東日本大震災の発生直後から、枝野幸男官房長官の記者会見などで、隣に手話通訳がつくようになった。今月22日の記者会見で、枝野氏は「特に今回、我が国の法制上初めて、隣で手話通訳も頂いているが、手話を言語として法律上位置づけるということに踏み込むことができた。大きな前進だと考えている」と発言、難聴者やろう者のコミュニティーやブログ、ツィッターなどで話題になった。

けれど枝野氏が「大きな前進」と考えているのなら、わたしはちょっと待ってと言いたい。大きな前進どころかまだまだ道は遠い、としか言いようがない。あなたが前進といえるほどわたしたち聴こえない人たちは前進だとは理解していないのだ。

日本手話を学んでいる中途難聴者であり、補聴器をはずすとまったく聴こえないろうであり、話すだけなら聴こえる人と変わりない。このややこしいからだをもつわたしは、つまりは3つの世界を行ったり来たりしているのである。中途難聴、ろう、話すというややこしい世界を往復している。
会社や教会では聴こえる人と同じように話せて意識するしないに関係なく、たとえば筆談を読み声で返事するというように、話すことを求められている。しかし補聴器をはずすとまったく聴こえないから、手話サークルでは中途難聴者との時は声を出しながら。ろう者とのときは声をまったく出さずに。手話を使うのだ。

ツィッターなど書き込みではまだまだ日本語対応手話と日本手話を対立するものとしてとらえたり、日本語対応手話は手話ではないという議論もみられる。だが、わたしはそのどちらにもくみしない。あるのは歩み寄りだけだ。わたしはろう者の世界を理解できるようになりたい。ろう者に中途難聴者を理解せよとは言わないが。

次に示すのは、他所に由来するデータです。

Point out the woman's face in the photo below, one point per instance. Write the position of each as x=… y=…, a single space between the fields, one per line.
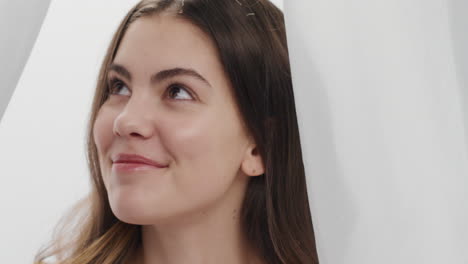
x=170 y=102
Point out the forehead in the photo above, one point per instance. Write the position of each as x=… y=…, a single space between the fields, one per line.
x=162 y=41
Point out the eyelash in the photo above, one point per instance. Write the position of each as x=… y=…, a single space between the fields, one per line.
x=116 y=81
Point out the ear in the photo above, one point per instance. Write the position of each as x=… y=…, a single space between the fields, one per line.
x=252 y=165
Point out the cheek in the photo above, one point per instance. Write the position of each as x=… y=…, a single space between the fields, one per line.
x=102 y=134
x=207 y=153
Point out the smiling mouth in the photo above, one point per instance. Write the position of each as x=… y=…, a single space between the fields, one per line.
x=131 y=167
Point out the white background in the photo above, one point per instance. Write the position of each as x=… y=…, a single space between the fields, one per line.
x=42 y=134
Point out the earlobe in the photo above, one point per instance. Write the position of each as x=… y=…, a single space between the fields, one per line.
x=252 y=165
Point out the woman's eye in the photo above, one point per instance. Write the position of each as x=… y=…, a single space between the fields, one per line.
x=115 y=85
x=176 y=89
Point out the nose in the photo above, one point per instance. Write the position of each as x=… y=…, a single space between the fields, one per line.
x=134 y=121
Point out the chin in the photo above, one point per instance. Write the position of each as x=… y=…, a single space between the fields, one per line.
x=131 y=209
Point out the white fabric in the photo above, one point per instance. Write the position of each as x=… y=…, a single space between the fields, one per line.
x=380 y=89
x=20 y=22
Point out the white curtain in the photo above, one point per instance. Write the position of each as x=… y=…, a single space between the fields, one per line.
x=20 y=22
x=381 y=93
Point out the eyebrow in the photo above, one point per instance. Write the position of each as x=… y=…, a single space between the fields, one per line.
x=161 y=75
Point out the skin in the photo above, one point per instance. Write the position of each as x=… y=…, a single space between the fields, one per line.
x=189 y=211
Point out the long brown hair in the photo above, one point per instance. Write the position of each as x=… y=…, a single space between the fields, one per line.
x=251 y=41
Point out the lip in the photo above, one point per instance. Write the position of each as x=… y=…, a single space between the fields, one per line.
x=125 y=160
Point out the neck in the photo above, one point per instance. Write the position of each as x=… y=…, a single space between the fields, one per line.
x=210 y=236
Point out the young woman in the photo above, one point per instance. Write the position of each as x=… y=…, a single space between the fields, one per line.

日本語対応手話と日本手話の対立も含めて、まだまだ手話を取り巻く環境は幸せとは言いがたい。
手話、日本語対応手話なり日本手話なりが言語として認められているのなら、学校でも早い時期から教えられるべきだ。読み書きレベルで日本語を教えているのと同じように。
それさえもなく、ましてコミュニケーション、情報を得る手段としての手話をあなたがた聴こえる人たちが、教育の場でわたしたちから奪ってきたのではないか。口話法を覚えろ、手話を使うなと強制してきたのではなかったか。
それをまず、はっきりさせてほしい。